The enduring importance of basic financial theory

In the late 1980s, after playing professional football for eight seasons, Steven Kreider ’79 applied for a job at an investment firm. He and two of the firm’s senior partners went to a restaurant but when they left and returned to the parking lot, they realized another car had blocked them in. While the partners stood helplessly in the rain, Kreider knew immediately what must be done.

“Hey fellas, we can push it. Let’s just push it,” Kreider said. And with that, Kreider walked to the offending vehicle and, with the help of the partners, simply moved it out of the way. When they got back to the office, he was offered the job.

Kreider believes this story encapsulates one of the most important lessons he has learned throughout his life: the answer to any seemingly complex situation is often very simple.
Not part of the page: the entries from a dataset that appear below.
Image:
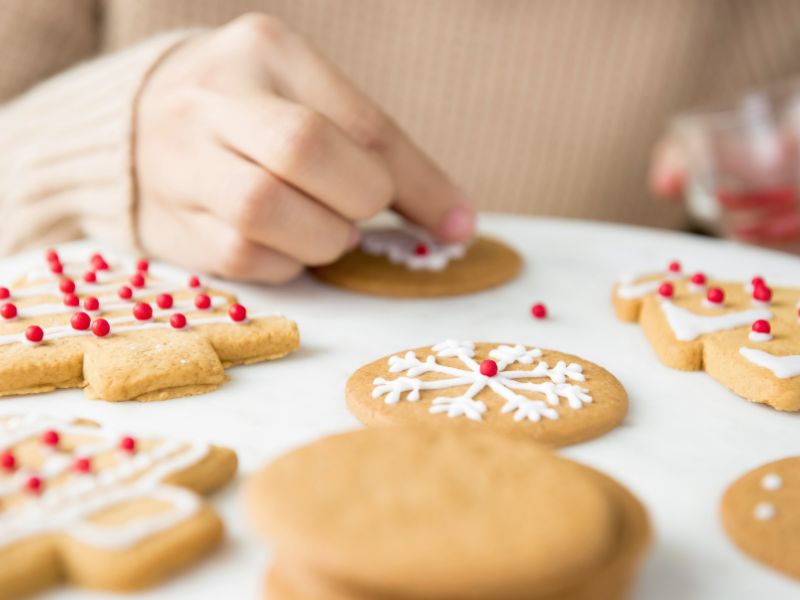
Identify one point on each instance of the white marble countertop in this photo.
(685, 438)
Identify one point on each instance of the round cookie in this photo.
(555, 398)
(410, 264)
(415, 512)
(761, 514)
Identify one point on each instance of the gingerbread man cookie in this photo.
(102, 510)
(745, 335)
(555, 398)
(418, 512)
(409, 263)
(761, 513)
(126, 335)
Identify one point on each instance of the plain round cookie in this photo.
(418, 512)
(486, 264)
(761, 514)
(608, 407)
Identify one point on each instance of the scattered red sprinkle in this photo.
(8, 310)
(142, 311)
(489, 368)
(80, 321)
(237, 312)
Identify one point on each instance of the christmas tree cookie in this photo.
(409, 263)
(417, 512)
(745, 335)
(99, 509)
(122, 334)
(555, 398)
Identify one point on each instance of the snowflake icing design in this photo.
(504, 383)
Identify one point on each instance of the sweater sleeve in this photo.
(66, 151)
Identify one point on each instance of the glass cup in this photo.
(742, 166)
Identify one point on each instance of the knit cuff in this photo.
(66, 151)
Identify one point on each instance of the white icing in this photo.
(399, 245)
(688, 326)
(783, 367)
(67, 506)
(503, 383)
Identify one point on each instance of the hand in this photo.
(254, 157)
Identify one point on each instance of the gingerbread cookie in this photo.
(125, 335)
(415, 512)
(555, 398)
(409, 263)
(761, 513)
(79, 503)
(746, 336)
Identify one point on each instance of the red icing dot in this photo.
(80, 321)
(237, 312)
(8, 461)
(762, 326)
(91, 304)
(82, 465)
(34, 484)
(489, 368)
(51, 438)
(137, 280)
(100, 327)
(539, 311)
(762, 293)
(699, 279)
(128, 444)
(71, 299)
(202, 301)
(142, 311)
(34, 334)
(66, 285)
(164, 301)
(715, 295)
(666, 289)
(8, 310)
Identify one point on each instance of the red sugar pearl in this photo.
(137, 280)
(237, 313)
(164, 301)
(489, 368)
(666, 290)
(715, 295)
(71, 299)
(761, 326)
(91, 304)
(51, 438)
(101, 328)
(34, 334)
(127, 444)
(8, 310)
(202, 301)
(125, 292)
(8, 461)
(66, 285)
(539, 311)
(142, 311)
(80, 321)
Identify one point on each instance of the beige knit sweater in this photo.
(538, 106)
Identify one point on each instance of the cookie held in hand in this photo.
(554, 398)
(408, 263)
(419, 512)
(82, 504)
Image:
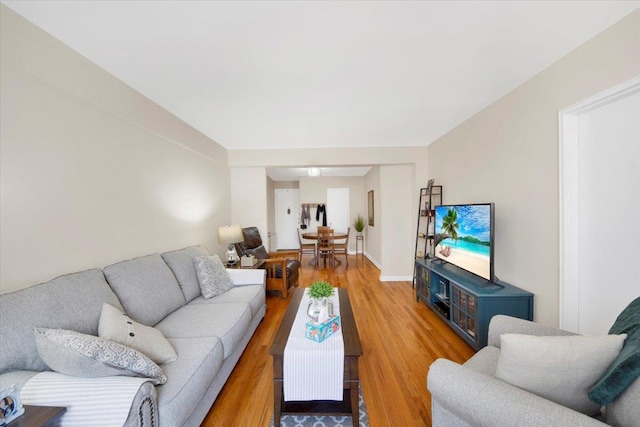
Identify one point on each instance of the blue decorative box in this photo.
(319, 332)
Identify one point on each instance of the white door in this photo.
(600, 205)
(337, 209)
(287, 205)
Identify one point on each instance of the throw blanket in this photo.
(313, 371)
(103, 401)
(626, 368)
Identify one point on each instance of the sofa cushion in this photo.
(181, 263)
(485, 360)
(82, 355)
(212, 276)
(147, 288)
(116, 326)
(558, 368)
(73, 301)
(225, 321)
(199, 360)
(254, 295)
(626, 368)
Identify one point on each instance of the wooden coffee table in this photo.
(352, 351)
(38, 416)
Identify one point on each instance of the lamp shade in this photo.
(230, 234)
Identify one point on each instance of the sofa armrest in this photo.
(481, 400)
(243, 277)
(501, 324)
(284, 254)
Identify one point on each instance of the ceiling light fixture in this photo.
(314, 171)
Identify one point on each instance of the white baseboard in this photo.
(396, 278)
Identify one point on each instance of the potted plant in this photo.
(320, 306)
(359, 224)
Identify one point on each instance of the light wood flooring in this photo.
(400, 338)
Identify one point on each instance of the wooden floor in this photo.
(400, 338)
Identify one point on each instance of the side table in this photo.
(38, 416)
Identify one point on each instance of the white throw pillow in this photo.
(117, 326)
(212, 276)
(559, 368)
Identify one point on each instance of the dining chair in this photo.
(342, 248)
(326, 244)
(305, 247)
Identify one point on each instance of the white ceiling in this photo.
(292, 74)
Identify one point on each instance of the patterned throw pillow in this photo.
(213, 277)
(81, 355)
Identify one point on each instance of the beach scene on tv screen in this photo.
(463, 237)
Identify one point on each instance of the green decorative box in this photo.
(319, 332)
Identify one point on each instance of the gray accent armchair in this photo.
(470, 395)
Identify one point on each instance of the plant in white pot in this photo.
(320, 307)
(359, 224)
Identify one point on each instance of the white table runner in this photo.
(312, 370)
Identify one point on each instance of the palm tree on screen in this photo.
(450, 224)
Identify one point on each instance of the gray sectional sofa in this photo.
(160, 290)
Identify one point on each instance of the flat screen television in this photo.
(464, 237)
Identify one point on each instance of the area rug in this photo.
(325, 421)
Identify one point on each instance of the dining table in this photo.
(313, 235)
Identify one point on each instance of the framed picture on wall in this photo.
(371, 215)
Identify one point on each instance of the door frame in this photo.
(569, 182)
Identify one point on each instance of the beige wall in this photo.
(91, 171)
(396, 215)
(249, 200)
(508, 154)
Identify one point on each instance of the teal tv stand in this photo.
(467, 302)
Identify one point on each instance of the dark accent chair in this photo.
(282, 266)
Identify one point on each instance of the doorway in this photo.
(599, 184)
(338, 203)
(287, 207)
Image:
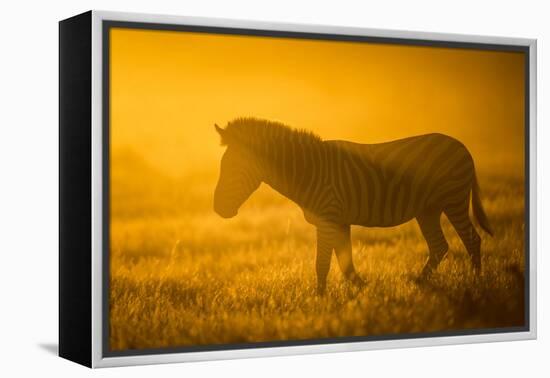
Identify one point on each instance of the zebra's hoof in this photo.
(321, 290)
(422, 278)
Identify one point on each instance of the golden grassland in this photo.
(182, 276)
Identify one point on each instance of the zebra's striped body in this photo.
(341, 183)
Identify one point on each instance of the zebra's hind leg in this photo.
(344, 255)
(460, 219)
(430, 226)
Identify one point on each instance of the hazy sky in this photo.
(169, 88)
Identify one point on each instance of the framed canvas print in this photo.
(236, 189)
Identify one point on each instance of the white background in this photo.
(29, 189)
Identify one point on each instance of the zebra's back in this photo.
(389, 183)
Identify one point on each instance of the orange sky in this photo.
(168, 89)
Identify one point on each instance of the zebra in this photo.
(341, 183)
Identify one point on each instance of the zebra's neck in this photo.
(293, 168)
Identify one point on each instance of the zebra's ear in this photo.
(219, 129)
(221, 132)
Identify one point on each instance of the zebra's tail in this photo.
(479, 213)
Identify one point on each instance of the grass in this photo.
(182, 277)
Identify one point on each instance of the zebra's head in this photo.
(239, 176)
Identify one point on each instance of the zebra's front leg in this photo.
(430, 225)
(344, 254)
(325, 245)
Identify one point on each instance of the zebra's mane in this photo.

This idea was the theme of Kreider’s lecture, entitled “Theory Matters,” which he delivered Thursday, Oct. 7, in Baker Hall. The lecture was the third in the Distinguished Speaker Series in Finance in the College of Business and Economics (CBE). The series is endowed by Donald M. Gruhn ’49.

At Lehigh, Kreider was a Rhodes Scholarship finalist and an All-American in Division II college football. After graduating with a B.S. in electrical engineering, he was drafted in the sixth round by the Cincinnati Bengals. While playing in the NFL, he earned an MBA in quantitative analysis at the University of Cincinnati.
Net present value and options pricing
Kreider was one of only two Lehigh alumni to play in the Super Bowl, catching two passes for 36 yards in the 1981 game against the San Francisco 49ers. He completed a Ph.D. in finance at the University of Cincinnati and works now as a fixed-income investment manager with Western Asset, a firm that manages a half trillion dollars in assets for institutional clients around the world.

The answers to many of today’s economic woes, Kreider told his audience, can be learned in Lehigh’s classrooms.

“As a society, we haven’t paid attention to the lessons of Finance 101,” he said.

People working in finance and business, Kreider said, should reexamine two basic theories: net present value and options pricing. The first takes into consideration what one has to sacrifice today to get benefits in the future. The second can be better understood by studying “The Pricing of Options and Corporate Liabilities,” an article written by economists Fischer Black and Myron Scholes and published in 1973 by the Journal of Political Economy.

“These basic ideas are really important,” he said. “Therefore, your Lehigh experience really matters. Think the ideas through and use them in the field.”

The two theories are not the only ones that should be studied, Kreider said, and they cannot always be relied upon to work perfectly when applied.

Kreider did not place all the blame for the current economic recession on financiers and Wall Street. He said accountability for disasters like the housing market should be spread evenly from top to bottom. He noted that one third of credit card owners do not know their credit card interest rate and another quarter think it is less than 10 percent. These facts, he said, are sobering.

Kreider also advised students to take time to pursue interests outside their career field.

“I don’t know of a successful career that wasn’t made with a little sacrifice, but it’s important to be a well-rounded person,” he said. “I don’t know how you do your job well if that is all you do.”